The results of the study showed that most advancements of grid modernization were undertaken due to local or state policy requirements, although some were also done because of utility initiatives. Sergici said that projects motivated by legislation or regulatory orders “did not necessarily have a much smoother approval process,” but that the success was mostly determined by the strength of the cost-benefit analysis presented tor regulators.

“However, there were still some exceptions to this, such as Public Service Company of Colorado’s (PSCo) Advanced Grid Intelligence & Security (AGIS) program which had a benefit-to-cost ratio of 0.87, indicating that projected costs were estimated to exceed projected benefits, yet eventually received approval,” Sergici said. “The utility discussed that the investments from the program were necessary for other initiatives and innovative rate structures to move forward, pointed to benefits that were harder to quantify and therefore not included in the cost-benefit analysis, and emphasized the importance of investments to support reliability and safety for customers.”

The researchers found that most regulatory approvals were contingent on benefit-cost tests, although some were also approved based on break-even analysis, proof-of-cost prudency, and foundational nature of investments for enabling other utility initiatives.

“Traditional cost of service model has worked very well for so many years for the regulation of electric distribution business,” Sergici said. “But given the evolution in the power industry, it is leading to unsatisfactory outcomes for utilities and other stakeholders, including customers and regulators.”

Sergici explained that “the revenue recovery process does not always match utility costs as they are incurred.” Because rates are usually set for multiple years, revenue requirements that are estimated when setting rates are almost always different from costs that are incurred by the utility after the first year. The researchers believe this could slow down the pace of innovation and any initiatives.

Because of this, “grid modernization investments that would enable a more distributed energy future may lead to short-term and long-term earning losses for utilities under the traditional cost of service model in the absence of modifications to this model,” Sergici added.

The researchers also found that some jurisdictions have been considering broader application of alternative regulatory models, including “performance-based regulation,” due to the need of cost recovery of grid modernization investments. Brattle expects the trend to continue as the need for grid modernization increases.

Sergici added that several states that have “innovative regulatory environments” (including New York and California) are evaluating or have instituted the new mechanisms.

Bringing the stakeholders to the discussion early in the process and incorporating their input into the cost-benefit analyses also helps to achieve a favorable outcome, according to Sergici. Customer engagement is a key component of any grid modernization effort, the study found.

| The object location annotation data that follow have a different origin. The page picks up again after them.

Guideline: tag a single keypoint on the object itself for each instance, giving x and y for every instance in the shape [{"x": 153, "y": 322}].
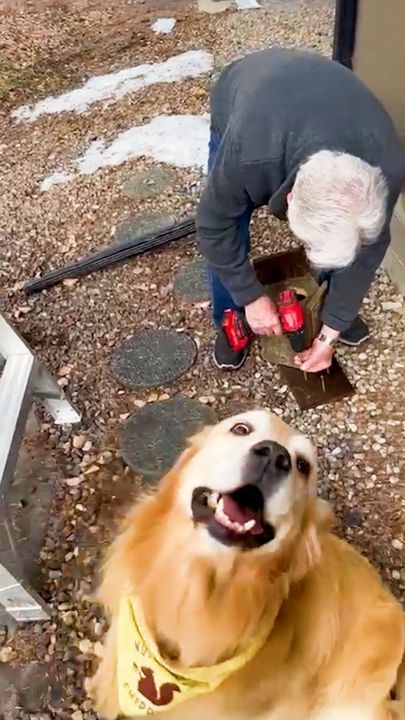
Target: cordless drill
[
  {"x": 292, "y": 318},
  {"x": 238, "y": 332},
  {"x": 236, "y": 329}
]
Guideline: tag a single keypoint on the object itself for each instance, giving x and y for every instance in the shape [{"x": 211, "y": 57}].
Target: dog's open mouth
[{"x": 234, "y": 518}]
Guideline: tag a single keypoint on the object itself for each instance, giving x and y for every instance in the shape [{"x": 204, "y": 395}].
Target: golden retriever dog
[{"x": 230, "y": 599}]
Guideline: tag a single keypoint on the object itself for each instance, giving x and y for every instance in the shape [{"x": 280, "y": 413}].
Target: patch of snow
[
  {"x": 115, "y": 86},
  {"x": 55, "y": 178},
  {"x": 163, "y": 26},
  {"x": 179, "y": 140},
  {"x": 247, "y": 4}
]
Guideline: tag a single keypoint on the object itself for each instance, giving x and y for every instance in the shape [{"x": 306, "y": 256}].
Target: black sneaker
[
  {"x": 356, "y": 334},
  {"x": 224, "y": 357}
]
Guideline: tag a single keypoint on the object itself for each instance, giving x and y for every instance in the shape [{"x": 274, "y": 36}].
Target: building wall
[{"x": 379, "y": 60}]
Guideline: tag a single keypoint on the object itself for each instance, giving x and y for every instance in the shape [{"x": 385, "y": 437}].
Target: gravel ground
[{"x": 75, "y": 327}]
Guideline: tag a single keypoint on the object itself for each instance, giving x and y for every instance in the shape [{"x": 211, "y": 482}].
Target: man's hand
[
  {"x": 262, "y": 317},
  {"x": 318, "y": 357}
]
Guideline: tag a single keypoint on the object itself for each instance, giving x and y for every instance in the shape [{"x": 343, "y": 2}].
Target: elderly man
[{"x": 301, "y": 134}]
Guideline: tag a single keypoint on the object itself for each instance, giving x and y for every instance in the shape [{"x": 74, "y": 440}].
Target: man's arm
[
  {"x": 224, "y": 200},
  {"x": 349, "y": 286}
]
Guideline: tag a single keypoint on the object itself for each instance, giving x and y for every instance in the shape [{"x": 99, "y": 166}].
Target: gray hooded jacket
[{"x": 272, "y": 110}]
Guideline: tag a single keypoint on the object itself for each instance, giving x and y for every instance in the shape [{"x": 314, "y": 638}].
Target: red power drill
[
  {"x": 236, "y": 329},
  {"x": 238, "y": 332},
  {"x": 292, "y": 318}
]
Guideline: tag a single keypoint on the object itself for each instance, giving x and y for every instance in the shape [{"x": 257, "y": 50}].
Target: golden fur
[{"x": 336, "y": 637}]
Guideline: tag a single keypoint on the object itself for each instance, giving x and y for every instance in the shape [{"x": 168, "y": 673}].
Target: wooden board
[{"x": 309, "y": 392}]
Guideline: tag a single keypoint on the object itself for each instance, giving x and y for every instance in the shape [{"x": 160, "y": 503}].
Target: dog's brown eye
[
  {"x": 241, "y": 429},
  {"x": 303, "y": 466}
]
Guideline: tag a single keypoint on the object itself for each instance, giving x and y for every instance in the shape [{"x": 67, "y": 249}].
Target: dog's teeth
[
  {"x": 249, "y": 524},
  {"x": 213, "y": 500}
]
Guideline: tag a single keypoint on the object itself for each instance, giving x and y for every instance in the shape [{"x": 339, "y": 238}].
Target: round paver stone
[
  {"x": 153, "y": 358},
  {"x": 134, "y": 228},
  {"x": 149, "y": 183},
  {"x": 153, "y": 438},
  {"x": 192, "y": 282}
]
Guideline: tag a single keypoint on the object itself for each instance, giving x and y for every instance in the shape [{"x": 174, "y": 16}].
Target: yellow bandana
[{"x": 147, "y": 684}]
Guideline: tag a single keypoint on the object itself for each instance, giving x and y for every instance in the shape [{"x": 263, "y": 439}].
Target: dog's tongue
[{"x": 239, "y": 514}]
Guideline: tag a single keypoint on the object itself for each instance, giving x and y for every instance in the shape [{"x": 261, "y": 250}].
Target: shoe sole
[
  {"x": 351, "y": 343},
  {"x": 224, "y": 366}
]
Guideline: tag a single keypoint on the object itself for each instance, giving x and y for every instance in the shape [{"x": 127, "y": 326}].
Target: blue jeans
[{"x": 221, "y": 299}]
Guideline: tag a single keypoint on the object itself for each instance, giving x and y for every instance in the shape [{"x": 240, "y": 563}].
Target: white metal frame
[{"x": 23, "y": 380}]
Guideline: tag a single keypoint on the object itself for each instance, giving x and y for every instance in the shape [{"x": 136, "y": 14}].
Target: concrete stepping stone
[
  {"x": 192, "y": 282},
  {"x": 153, "y": 438},
  {"x": 153, "y": 358},
  {"x": 140, "y": 225},
  {"x": 149, "y": 183}
]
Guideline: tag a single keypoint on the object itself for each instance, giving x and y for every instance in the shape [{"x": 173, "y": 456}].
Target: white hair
[{"x": 338, "y": 203}]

“Utilities are moving away from the ‘ratepayer’ mindset and trying to find new ways to turn into more customer-centric organizations,” Sergici said. “Along with the evolution of the power industry, the typical utility customer has also been evolving. More and more customers are interested in new technologies, having more rate options and having access to cleaner energy choices. Utilities’ grid modernization efforts will help meet these new needs and demands from their customers.”

Sergici added, “A key element of any grid modernization plan should be to communicate the value of these new investments to their customers and have them understand and appreciate the new and enhanced level of service they will be getting from their utility.”